Pada kesempatan tersebut, Kapolri secara simbolis melepas penyerahan bantuan pupuk batu bara kepada lima perwakilan kelompok tani dari berbagai daerah di Provinsi Riau, yaitu Kabupaten Rokan Hulu, Kabupaten Pelalawan, Kecamatan Tambang Kabupaten Kampar, Kabupaten Kampar, dan Kabupaten Siak. Kapolres Kampar juga turut hadir dalam proses penyerahan bantuan kepada perwakilan kelompok tani dari Kabupaten Kampar, sebagai bentuk dukungan terhadap program ketahanan pangan di wilayah hukumnya.
Bantuan yang diberikan berupa 80 ton pupuk batu bara jenis Futuraplus Presisi, dengan angka 80 ton dipilih sebagai simbol peringatan 80 Tahun Polri untuk Masyarakat, sekaligus mencerminkan komitmen Polri untuk terus memberikan manfaat nyata bagi masyarakat.

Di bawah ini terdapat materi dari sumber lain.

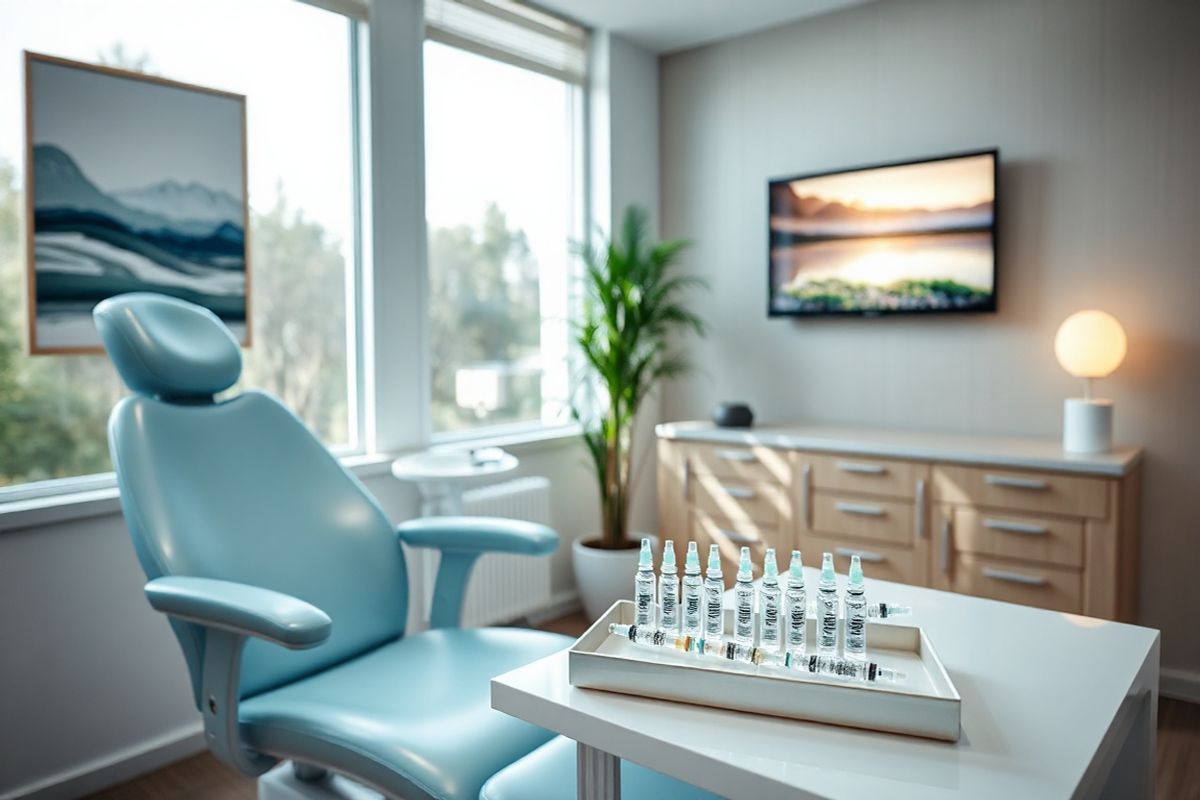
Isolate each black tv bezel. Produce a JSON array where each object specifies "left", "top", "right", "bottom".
[{"left": 767, "top": 148, "right": 1000, "bottom": 319}]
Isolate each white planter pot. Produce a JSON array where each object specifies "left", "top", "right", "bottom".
[{"left": 571, "top": 534, "right": 659, "bottom": 620}]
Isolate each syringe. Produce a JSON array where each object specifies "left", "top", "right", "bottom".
[
  {"left": 608, "top": 622, "right": 904, "bottom": 682},
  {"left": 866, "top": 603, "right": 912, "bottom": 619}
]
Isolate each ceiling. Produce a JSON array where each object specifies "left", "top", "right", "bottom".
[{"left": 536, "top": 0, "right": 869, "bottom": 53}]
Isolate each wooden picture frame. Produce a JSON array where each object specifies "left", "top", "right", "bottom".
[{"left": 24, "top": 50, "right": 251, "bottom": 355}]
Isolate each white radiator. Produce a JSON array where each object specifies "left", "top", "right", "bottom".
[{"left": 462, "top": 477, "right": 550, "bottom": 627}]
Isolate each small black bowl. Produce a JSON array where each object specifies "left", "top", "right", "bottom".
[{"left": 713, "top": 403, "right": 754, "bottom": 428}]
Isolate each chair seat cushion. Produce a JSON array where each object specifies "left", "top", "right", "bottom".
[
  {"left": 239, "top": 621, "right": 571, "bottom": 800},
  {"left": 479, "top": 736, "right": 718, "bottom": 800}
]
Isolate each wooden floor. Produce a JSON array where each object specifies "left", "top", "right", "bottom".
[{"left": 92, "top": 614, "right": 1200, "bottom": 800}]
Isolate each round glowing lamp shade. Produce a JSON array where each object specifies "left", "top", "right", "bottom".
[
  {"left": 1054, "top": 311, "right": 1126, "bottom": 453},
  {"left": 1054, "top": 311, "right": 1126, "bottom": 378}
]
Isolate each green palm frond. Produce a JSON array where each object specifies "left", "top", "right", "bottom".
[{"left": 571, "top": 206, "right": 708, "bottom": 547}]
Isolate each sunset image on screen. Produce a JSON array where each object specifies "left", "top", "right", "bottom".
[{"left": 770, "top": 152, "right": 996, "bottom": 314}]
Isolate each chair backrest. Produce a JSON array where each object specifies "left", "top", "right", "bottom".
[{"left": 95, "top": 293, "right": 408, "bottom": 705}]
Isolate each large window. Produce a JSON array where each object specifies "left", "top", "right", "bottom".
[
  {"left": 0, "top": 0, "right": 361, "bottom": 487},
  {"left": 425, "top": 2, "right": 582, "bottom": 435}
]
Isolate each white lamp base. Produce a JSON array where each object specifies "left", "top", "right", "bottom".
[{"left": 1062, "top": 397, "right": 1112, "bottom": 453}]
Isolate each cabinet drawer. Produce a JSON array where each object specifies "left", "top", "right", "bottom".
[
  {"left": 934, "top": 465, "right": 1108, "bottom": 519},
  {"left": 800, "top": 536, "right": 925, "bottom": 587},
  {"left": 691, "top": 475, "right": 787, "bottom": 528},
  {"left": 952, "top": 509, "right": 1084, "bottom": 567},
  {"left": 935, "top": 553, "right": 1082, "bottom": 614},
  {"left": 812, "top": 492, "right": 914, "bottom": 545},
  {"left": 691, "top": 511, "right": 772, "bottom": 588},
  {"left": 684, "top": 444, "right": 792, "bottom": 486},
  {"left": 803, "top": 456, "right": 929, "bottom": 500}
]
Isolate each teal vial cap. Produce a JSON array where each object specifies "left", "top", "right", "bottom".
[
  {"left": 738, "top": 547, "right": 752, "bottom": 581},
  {"left": 821, "top": 553, "right": 836, "bottom": 583},
  {"left": 762, "top": 547, "right": 779, "bottom": 578},
  {"left": 787, "top": 551, "right": 804, "bottom": 583},
  {"left": 708, "top": 545, "right": 721, "bottom": 575},
  {"left": 850, "top": 555, "right": 863, "bottom": 587},
  {"left": 625, "top": 539, "right": 654, "bottom": 570}
]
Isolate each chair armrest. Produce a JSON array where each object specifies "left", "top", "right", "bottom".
[
  {"left": 396, "top": 517, "right": 558, "bottom": 627},
  {"left": 145, "top": 576, "right": 334, "bottom": 777},
  {"left": 145, "top": 576, "right": 332, "bottom": 650},
  {"left": 396, "top": 517, "right": 558, "bottom": 555}
]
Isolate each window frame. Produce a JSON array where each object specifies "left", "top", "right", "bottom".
[
  {"left": 0, "top": 6, "right": 369, "bottom": 503},
  {"left": 421, "top": 30, "right": 592, "bottom": 446}
]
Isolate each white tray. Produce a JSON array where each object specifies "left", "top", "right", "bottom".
[{"left": 569, "top": 600, "right": 962, "bottom": 741}]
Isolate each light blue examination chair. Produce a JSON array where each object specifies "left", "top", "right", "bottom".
[{"left": 95, "top": 294, "right": 569, "bottom": 800}]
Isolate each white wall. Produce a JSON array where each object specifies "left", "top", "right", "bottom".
[
  {"left": 0, "top": 12, "right": 658, "bottom": 798},
  {"left": 0, "top": 450, "right": 599, "bottom": 798},
  {"left": 660, "top": 0, "right": 1200, "bottom": 670}
]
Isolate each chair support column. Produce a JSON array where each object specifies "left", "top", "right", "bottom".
[
  {"left": 430, "top": 551, "right": 480, "bottom": 628},
  {"left": 200, "top": 627, "right": 276, "bottom": 777}
]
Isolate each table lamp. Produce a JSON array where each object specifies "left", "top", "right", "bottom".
[{"left": 1054, "top": 311, "right": 1126, "bottom": 453}]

Melalui flag off distribusi pupuk tersebut, diharapkan petani dapat memperoleh akses terhadap pupuk berkualitas yang sesuai dengan kebutuhan lahan, sehingga mampu meningkatkan produktivitas, efisiensi biaya produksi, serta kualitas hasil panen. Setiap kelompok tani penerima bantuan juga diharapkan dapat menjadi contoh dalam penerapan inovasi pemupukan di wilayah masing-masing.
Kerja sama antara Polri dengan PT Bursa Tani Futura Andyta diwujudkan melalui pengembangan produk Futuraplus Presisi, yaitu pupuk batu bara dengan formulasi khusus yang disesuaikan dengan kebutuhan kelompok tani binaan Polri. Kolaborasi ini menjadi bukti bahwa upaya mewujudkan ketahanan pangan nasional memerlukan sinergi yang kuat antara pemerintah, aparatur negara, dunia usaha, dan masyarakat.
PT Bursa Tani Futura Andyta juga menunjukkan capaian yang membanggakan dengan memperluas jangkauan usahanya hingga ke tingkat internasional. Perusahaan telah membangun fasilitas produksi di Zimbabwe dan Nigeria, sementara produk pupuknya telah diekspor ke Amerika Serikat, Nigeria, Zimbabwe, dan Botswana. Hal ini menunjukkan bahwa inovasi pupuk hasil karya anak bangsa mampu bersaing di pasar global sekaligus memperkuat posisi Indonesia dalam pengembangan teknologi pertanian dunia.
Kapolres Kampar menambahkan bahwa pihaknya akan terus mengawal distribusi pupuk hingga sampai ke tangan petani di wilayah Kampar. “Kami akan memastikan bahwa bantuan pupuk yang diberikan dapat sampai dengan aman dan tepat sasaran kepada kelompok tani yang berhak menerimanya, serta memberikan pendampingan dalam penggunaannya agar menghasilkan hasil yang optimal,” pungkas AKBP Boby Putra Ramadhan S.